Current guidelines recommend hypothermia for comatose survivors of out-of-hospital cardiac arrest in whom return of circulation has been achieved. This observational study from Paris, France, evaluates the outcomes of hypothermia in such patients comparing those whose presenting rhythm was ventricular tachycardia (VT) or fibrillation (VF) to those with pulseless electrical activity (PEA) or asystole. Hypothermia to a body temperature between 32° and 34° degrees Celsius was done for 24 hours, then passive re-warming was allowed. Over 9 years, 1145 non-traumatic out of hospital cardiac arrest patients were successfully resuscitated in the field and admitted to their ICU. VT/VF was the initial rhythm in 708 (62%) and PEA/asystole in 437 (38%). About two-thirds of each group were treated with hypothermia. A good neurological outcome was more common in those with VT/VF who were cooled (44%) compared to those not cooled (29%) and those with PEA/asystole (15% cooled, 17% not). The odds ratio for a good outcome with cooling in VT/VF patients was 1.9 (95% confidence interval [CI], 1.18 to 3.06) whereas in PEA/asystole patients it was 0.71 (95% CI, 0.37 to 1.36). The authors concluded that in a large group of successfully resuscitated but comatose out of hospital cardiac arrest cases, hypothermia is associated with better neurological outcomes in patients presenting with VT/VF as compared to PEA/asystole.

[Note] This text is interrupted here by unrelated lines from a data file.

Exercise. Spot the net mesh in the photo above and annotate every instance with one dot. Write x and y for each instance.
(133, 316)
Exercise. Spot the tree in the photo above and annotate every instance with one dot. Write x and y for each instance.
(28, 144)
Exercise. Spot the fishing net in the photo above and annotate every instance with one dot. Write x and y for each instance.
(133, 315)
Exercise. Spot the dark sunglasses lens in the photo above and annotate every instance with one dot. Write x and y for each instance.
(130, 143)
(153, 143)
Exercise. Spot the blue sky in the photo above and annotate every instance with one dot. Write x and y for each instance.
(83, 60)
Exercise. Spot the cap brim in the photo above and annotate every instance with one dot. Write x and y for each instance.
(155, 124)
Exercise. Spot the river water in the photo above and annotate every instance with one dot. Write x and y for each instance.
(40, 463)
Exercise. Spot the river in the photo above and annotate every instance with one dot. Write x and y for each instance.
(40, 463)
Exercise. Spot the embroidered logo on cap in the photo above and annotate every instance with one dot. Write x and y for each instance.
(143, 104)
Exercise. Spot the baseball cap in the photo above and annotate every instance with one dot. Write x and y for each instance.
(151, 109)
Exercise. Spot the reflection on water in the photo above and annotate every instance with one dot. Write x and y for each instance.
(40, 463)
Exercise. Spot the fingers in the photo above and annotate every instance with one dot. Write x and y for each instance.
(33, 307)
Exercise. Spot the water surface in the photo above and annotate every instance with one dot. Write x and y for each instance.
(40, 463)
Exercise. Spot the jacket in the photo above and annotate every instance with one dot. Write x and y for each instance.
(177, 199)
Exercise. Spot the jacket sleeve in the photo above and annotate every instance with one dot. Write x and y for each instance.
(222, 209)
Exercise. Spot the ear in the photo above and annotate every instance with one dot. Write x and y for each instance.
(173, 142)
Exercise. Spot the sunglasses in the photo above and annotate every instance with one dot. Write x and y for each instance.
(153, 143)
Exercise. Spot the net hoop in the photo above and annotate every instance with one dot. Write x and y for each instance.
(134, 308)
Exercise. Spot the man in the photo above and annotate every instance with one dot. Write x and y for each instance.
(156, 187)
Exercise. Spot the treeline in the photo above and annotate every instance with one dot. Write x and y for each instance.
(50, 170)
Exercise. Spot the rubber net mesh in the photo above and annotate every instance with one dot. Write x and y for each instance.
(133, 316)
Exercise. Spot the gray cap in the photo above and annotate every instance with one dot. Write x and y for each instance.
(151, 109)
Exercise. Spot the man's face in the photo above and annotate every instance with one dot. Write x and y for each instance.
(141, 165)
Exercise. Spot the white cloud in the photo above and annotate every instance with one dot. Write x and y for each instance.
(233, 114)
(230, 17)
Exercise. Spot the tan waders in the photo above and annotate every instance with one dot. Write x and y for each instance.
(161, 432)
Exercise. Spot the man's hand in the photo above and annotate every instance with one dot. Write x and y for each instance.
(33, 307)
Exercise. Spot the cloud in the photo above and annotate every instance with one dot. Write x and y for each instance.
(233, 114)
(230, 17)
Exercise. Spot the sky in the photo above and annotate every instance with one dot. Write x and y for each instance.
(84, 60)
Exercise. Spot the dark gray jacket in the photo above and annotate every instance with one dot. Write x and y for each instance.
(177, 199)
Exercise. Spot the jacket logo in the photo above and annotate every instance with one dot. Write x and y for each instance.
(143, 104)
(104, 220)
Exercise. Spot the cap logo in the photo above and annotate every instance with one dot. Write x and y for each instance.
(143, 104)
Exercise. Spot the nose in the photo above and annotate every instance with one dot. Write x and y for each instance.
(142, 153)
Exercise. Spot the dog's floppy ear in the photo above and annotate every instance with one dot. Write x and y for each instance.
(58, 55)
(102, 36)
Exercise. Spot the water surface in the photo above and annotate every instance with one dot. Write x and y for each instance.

This observational study provides insight into the expected results of hypothermia treatment for comatose survivors of out of hospital cardiac arrest. The main conclusion is that patients whose initial rhythm was VT/VF vs PEA/asystole have better outcomes with hypothermia. What is not clear is why. The authors point out that patients with PEA/asystole should not be denied hypothermia based upon their study, since it was not a randomized trial. Also, the hypothermia protocol may need to be different for these patients. In addition, the fact that in the VT/VF group hypothermia patients had better outcomes than those not given hypothermia should not be a blanket prescription for hypothermia in all such patients. There were undoubtedly selection biases between who did and did not get hypothermia in this group. Current guidelines for initiating hypothermia should be followed for all cardiac arrest patients.
The main strengths of this study were the large number of patients and the outstanding urban emergency medical system in Paris. The authors point out that over the 9 years of the study, the use of hypothermia increased. It would have been informative to know more about the decision-making criteria for using hypothermia in these patients. Since the proportion of patients with VT/VF and PEA/asystole who got cooling was about the same, there is probably little bias in the main conclusion of this study.